In New Jersey, invece, Sherrill ha vinto di 13 punti ricostruendo una
coalizione multietnica che i democratici temevano di aver perso per sempre dopo
i guadagni di Trump con i latinos e i maschi afroamericani delle scorse
presidenziali: la neo-governatrice ha vinto la contea di Passaic, a maggioranza relativa
ispanica, di ben 15 punti e lo ha fatto dopo che Harris l’aveva clamorosamente
persa lo scorso anno. In California,
invece, il governatore Newsom ha vinto la sua battaglia: dimostrare che i
cittadini sono pronti a combattere le mosse trumpiane a ogni costo.

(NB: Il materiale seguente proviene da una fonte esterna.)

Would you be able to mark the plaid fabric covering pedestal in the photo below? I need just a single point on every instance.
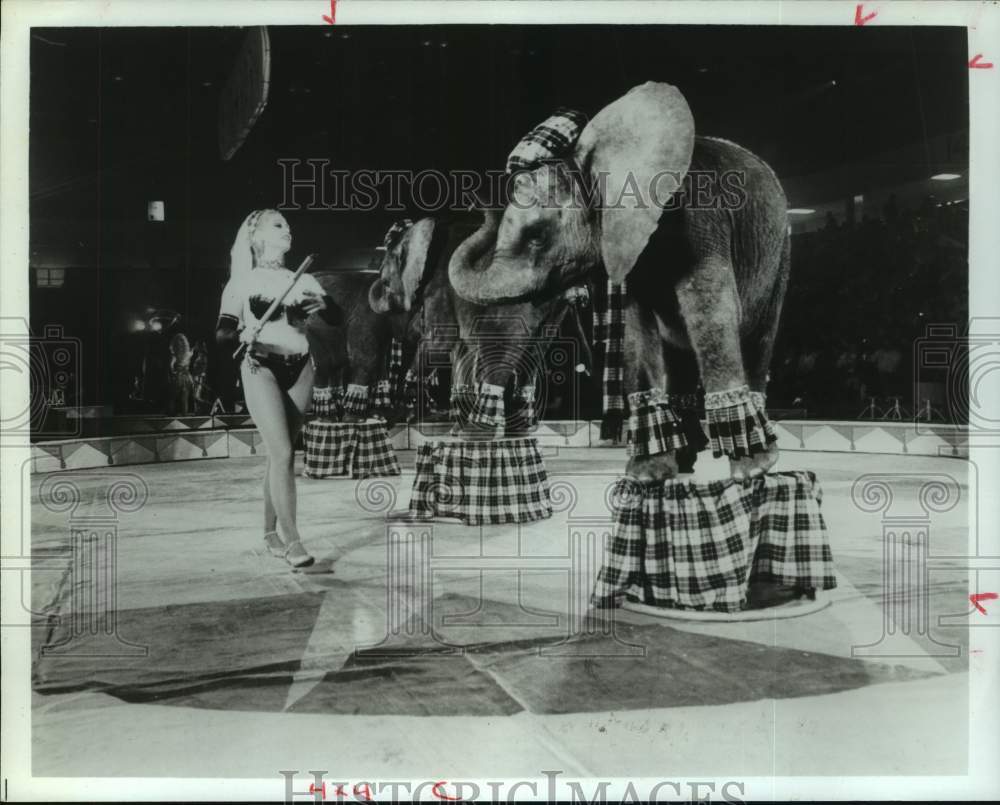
(358, 449)
(685, 545)
(481, 482)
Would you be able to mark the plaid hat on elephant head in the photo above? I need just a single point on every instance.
(550, 139)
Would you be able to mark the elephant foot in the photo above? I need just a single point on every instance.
(744, 470)
(657, 467)
(686, 458)
(763, 594)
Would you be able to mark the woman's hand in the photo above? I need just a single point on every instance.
(312, 302)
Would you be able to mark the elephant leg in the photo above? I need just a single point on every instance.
(682, 388)
(710, 306)
(645, 369)
(463, 386)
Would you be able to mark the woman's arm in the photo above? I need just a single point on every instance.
(227, 330)
(317, 300)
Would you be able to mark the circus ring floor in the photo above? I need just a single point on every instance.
(226, 664)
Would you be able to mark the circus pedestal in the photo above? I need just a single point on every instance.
(481, 482)
(354, 449)
(698, 547)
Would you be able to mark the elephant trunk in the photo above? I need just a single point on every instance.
(478, 274)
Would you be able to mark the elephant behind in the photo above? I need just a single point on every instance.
(484, 344)
(355, 351)
(698, 228)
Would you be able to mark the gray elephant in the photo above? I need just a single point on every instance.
(354, 352)
(698, 227)
(475, 341)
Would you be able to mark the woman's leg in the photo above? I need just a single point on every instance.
(266, 403)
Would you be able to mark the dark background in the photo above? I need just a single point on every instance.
(123, 116)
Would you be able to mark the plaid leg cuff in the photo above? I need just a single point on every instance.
(488, 408)
(383, 395)
(322, 396)
(373, 454)
(653, 427)
(688, 409)
(356, 400)
(685, 545)
(481, 483)
(737, 424)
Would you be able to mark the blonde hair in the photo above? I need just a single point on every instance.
(244, 253)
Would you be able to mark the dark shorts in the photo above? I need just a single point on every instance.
(285, 368)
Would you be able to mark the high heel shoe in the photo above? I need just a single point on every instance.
(302, 558)
(273, 544)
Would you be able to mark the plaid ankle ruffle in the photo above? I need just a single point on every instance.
(653, 427)
(383, 395)
(488, 409)
(356, 400)
(738, 426)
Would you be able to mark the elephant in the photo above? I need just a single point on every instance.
(356, 350)
(705, 279)
(430, 319)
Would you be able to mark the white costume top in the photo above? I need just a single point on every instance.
(258, 289)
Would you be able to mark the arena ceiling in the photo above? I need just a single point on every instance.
(119, 116)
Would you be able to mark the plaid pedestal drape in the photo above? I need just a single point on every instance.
(481, 483)
(358, 449)
(687, 545)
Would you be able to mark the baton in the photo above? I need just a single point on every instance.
(275, 304)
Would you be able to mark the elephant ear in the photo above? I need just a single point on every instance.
(637, 151)
(417, 243)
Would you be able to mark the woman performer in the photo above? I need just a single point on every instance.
(276, 371)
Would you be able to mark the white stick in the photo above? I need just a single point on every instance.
(275, 304)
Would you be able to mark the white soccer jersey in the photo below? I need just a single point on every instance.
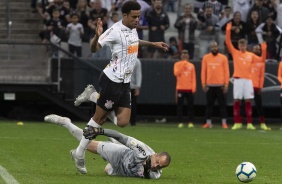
(123, 42)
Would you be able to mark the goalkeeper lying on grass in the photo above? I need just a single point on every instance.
(126, 155)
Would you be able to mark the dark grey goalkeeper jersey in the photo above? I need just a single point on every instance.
(127, 160)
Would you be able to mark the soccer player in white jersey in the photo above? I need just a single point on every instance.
(114, 94)
(126, 155)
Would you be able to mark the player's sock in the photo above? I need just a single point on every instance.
(112, 116)
(236, 112)
(80, 150)
(249, 114)
(261, 119)
(94, 96)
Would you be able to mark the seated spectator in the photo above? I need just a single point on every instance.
(263, 11)
(145, 7)
(53, 29)
(63, 12)
(158, 22)
(97, 12)
(186, 25)
(75, 31)
(226, 16)
(216, 6)
(82, 10)
(238, 30)
(208, 26)
(242, 6)
(269, 32)
(169, 5)
(252, 25)
(271, 6)
(173, 49)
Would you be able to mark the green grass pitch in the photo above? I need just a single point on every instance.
(38, 152)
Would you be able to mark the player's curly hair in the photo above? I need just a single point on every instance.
(130, 5)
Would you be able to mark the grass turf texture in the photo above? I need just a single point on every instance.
(39, 153)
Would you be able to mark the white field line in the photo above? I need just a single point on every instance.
(9, 179)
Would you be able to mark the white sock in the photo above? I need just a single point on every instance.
(93, 97)
(112, 116)
(74, 130)
(80, 150)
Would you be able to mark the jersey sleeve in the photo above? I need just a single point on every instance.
(203, 71)
(108, 37)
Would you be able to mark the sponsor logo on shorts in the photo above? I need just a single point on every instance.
(109, 104)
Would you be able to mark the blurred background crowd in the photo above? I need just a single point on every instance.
(195, 24)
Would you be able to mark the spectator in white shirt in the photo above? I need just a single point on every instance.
(75, 30)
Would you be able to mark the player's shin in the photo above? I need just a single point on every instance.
(112, 116)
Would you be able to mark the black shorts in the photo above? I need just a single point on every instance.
(113, 94)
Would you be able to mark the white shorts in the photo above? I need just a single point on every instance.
(243, 89)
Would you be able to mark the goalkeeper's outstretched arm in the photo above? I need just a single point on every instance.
(90, 133)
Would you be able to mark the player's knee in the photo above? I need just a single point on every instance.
(122, 123)
(108, 169)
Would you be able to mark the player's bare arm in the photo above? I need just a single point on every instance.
(160, 45)
(94, 45)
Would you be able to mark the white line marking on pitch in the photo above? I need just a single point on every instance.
(9, 179)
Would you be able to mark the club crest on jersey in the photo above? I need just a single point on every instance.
(109, 104)
(107, 34)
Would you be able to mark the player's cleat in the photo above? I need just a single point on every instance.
(180, 125)
(190, 125)
(79, 163)
(224, 126)
(236, 126)
(53, 118)
(85, 95)
(250, 126)
(264, 127)
(207, 125)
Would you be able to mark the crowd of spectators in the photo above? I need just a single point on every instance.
(74, 22)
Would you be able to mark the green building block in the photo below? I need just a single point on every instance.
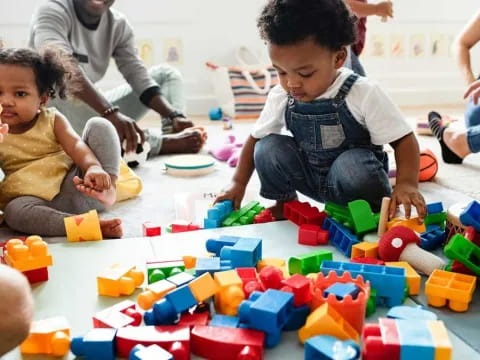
(308, 263)
(465, 251)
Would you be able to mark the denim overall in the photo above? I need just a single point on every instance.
(329, 158)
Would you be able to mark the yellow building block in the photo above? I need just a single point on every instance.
(413, 279)
(365, 249)
(325, 320)
(443, 346)
(119, 280)
(49, 336)
(153, 293)
(203, 287)
(84, 227)
(31, 255)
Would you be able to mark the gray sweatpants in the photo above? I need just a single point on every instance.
(171, 86)
(32, 215)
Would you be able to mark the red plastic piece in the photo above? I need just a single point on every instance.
(219, 343)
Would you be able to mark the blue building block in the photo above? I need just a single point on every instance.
(325, 347)
(340, 290)
(410, 313)
(297, 318)
(224, 321)
(471, 215)
(389, 282)
(152, 352)
(415, 339)
(97, 344)
(340, 237)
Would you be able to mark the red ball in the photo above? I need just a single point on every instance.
(428, 165)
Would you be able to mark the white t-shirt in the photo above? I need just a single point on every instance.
(369, 105)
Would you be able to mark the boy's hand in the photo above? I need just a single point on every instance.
(96, 178)
(408, 195)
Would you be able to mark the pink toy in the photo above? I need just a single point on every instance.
(228, 151)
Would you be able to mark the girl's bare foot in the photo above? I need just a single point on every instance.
(111, 228)
(106, 197)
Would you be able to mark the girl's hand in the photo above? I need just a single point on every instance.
(408, 195)
(96, 178)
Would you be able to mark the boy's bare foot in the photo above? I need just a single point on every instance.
(187, 141)
(106, 197)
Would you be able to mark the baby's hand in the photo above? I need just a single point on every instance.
(408, 195)
(96, 178)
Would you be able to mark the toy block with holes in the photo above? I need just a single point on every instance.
(119, 280)
(340, 237)
(83, 227)
(456, 289)
(325, 320)
(365, 249)
(217, 214)
(303, 213)
(48, 336)
(151, 229)
(308, 263)
(174, 339)
(309, 234)
(405, 340)
(219, 343)
(390, 282)
(152, 352)
(413, 278)
(117, 316)
(351, 308)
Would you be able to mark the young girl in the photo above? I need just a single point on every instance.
(338, 120)
(51, 173)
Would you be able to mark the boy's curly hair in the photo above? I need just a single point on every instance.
(56, 73)
(328, 22)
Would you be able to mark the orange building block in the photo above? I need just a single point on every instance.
(31, 255)
(49, 336)
(456, 288)
(413, 278)
(230, 293)
(83, 227)
(119, 280)
(365, 249)
(325, 320)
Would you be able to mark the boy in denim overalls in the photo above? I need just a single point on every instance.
(339, 121)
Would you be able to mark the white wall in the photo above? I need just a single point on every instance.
(210, 30)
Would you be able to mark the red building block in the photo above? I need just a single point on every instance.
(309, 234)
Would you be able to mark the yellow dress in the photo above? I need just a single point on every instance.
(34, 162)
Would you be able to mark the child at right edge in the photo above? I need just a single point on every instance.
(338, 120)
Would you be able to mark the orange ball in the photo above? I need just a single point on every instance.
(428, 165)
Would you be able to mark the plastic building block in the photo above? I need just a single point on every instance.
(151, 229)
(174, 339)
(96, 344)
(389, 282)
(340, 237)
(31, 255)
(410, 313)
(83, 227)
(152, 352)
(309, 234)
(413, 279)
(364, 249)
(330, 348)
(49, 336)
(325, 320)
(119, 280)
(457, 289)
(118, 315)
(308, 263)
(217, 343)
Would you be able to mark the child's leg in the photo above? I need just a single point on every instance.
(358, 174)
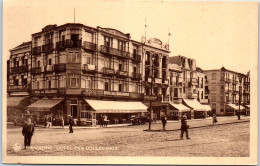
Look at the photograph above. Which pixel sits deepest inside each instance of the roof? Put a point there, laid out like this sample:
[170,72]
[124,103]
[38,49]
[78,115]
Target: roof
[44,104]
[101,106]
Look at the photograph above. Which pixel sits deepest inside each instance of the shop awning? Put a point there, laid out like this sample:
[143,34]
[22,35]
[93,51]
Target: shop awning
[180,107]
[195,105]
[207,107]
[17,102]
[44,104]
[101,106]
[236,107]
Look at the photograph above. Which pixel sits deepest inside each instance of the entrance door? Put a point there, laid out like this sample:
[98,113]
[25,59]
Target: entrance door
[74,111]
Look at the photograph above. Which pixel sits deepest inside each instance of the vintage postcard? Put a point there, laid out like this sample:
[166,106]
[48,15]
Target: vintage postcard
[130,82]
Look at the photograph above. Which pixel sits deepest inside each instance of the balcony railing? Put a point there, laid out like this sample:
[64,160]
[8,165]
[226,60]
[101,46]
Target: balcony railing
[47,47]
[61,67]
[122,73]
[92,92]
[36,70]
[36,50]
[90,46]
[17,87]
[136,57]
[88,68]
[114,51]
[137,76]
[108,71]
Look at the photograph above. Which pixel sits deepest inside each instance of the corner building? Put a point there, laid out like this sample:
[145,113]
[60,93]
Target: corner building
[74,65]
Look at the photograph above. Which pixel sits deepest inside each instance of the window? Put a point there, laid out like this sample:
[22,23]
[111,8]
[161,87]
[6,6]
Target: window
[213,76]
[73,81]
[49,61]
[107,86]
[121,88]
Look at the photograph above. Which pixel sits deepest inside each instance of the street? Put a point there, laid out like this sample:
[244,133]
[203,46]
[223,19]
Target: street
[228,140]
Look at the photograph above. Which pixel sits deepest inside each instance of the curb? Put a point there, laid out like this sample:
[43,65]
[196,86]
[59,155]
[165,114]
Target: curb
[197,126]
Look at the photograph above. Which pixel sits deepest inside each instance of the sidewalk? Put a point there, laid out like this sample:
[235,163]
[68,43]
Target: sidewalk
[197,123]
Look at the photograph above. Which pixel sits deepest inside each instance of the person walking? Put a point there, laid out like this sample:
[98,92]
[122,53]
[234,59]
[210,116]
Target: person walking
[62,122]
[164,121]
[184,127]
[70,124]
[214,118]
[28,131]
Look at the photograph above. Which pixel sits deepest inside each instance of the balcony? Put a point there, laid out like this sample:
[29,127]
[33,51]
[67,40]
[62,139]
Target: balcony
[123,74]
[92,92]
[108,71]
[114,51]
[165,81]
[193,81]
[47,47]
[137,76]
[234,82]
[158,80]
[137,96]
[36,50]
[136,57]
[17,88]
[90,46]
[36,70]
[61,67]
[192,95]
[227,80]
[88,68]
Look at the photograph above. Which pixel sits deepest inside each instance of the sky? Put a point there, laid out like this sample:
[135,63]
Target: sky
[215,34]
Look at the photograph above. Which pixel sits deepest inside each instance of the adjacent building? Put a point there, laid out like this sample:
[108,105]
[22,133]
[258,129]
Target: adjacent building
[225,89]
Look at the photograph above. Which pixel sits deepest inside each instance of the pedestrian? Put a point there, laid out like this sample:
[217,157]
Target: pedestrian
[62,122]
[28,131]
[70,124]
[184,127]
[105,120]
[214,118]
[164,121]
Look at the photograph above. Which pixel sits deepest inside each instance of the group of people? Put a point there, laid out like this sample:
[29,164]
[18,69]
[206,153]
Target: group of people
[184,125]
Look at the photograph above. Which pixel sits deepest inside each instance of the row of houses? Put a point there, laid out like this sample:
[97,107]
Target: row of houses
[77,70]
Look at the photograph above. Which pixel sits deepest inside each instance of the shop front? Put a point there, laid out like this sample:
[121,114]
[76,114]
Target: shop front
[198,110]
[16,106]
[93,111]
[48,107]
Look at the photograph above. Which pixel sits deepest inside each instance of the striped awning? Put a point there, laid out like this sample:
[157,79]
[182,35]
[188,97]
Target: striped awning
[101,106]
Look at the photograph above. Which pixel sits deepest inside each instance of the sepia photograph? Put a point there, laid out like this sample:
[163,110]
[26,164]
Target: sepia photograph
[130,82]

Dopo che
Trump ha espressamente chiesto al Texas di ridisegnare le mappe per ottenere 5
collegi in più a suo favore, Newsom ha deciso di contrattaccare con le stesse armi. Ha
chiesto ai cittadini di abolire, per lo meno fino al prossimo censimento che
avverrà nel 2030, le commissioni indipendenti che disegnano i collegi, e che
dovrebbero assicurarsi che questi siano il più possibile bilanciati, per ridare
alla politica la facoltà di farlo. In questo modo, ha controbilanciato i 5
seggi che Trump ha ottenuto in Texas e ha dato il là agli Stati democratici di
controbattere a ognuno degli Stati repubblicani a cui il Presidente busserà per
ottenere mappe più favorevoli. Non è stata una decisione facile, e compiendola
Newsom si è inimicato anche alcuni indipendenti anti-trumpiani, come l’ex governatore Schwarzenegger
artefice della commissione indipendente, che non avrebbero voluto vedere gli
avversari di Trump cercare di sconfiggerlo con le sue stesse armi. Alla prova
del voto, però, la California ha appoggiato il piano di Newsom, a oggi di gran
lunga il democratico più in vista su scala nazionale.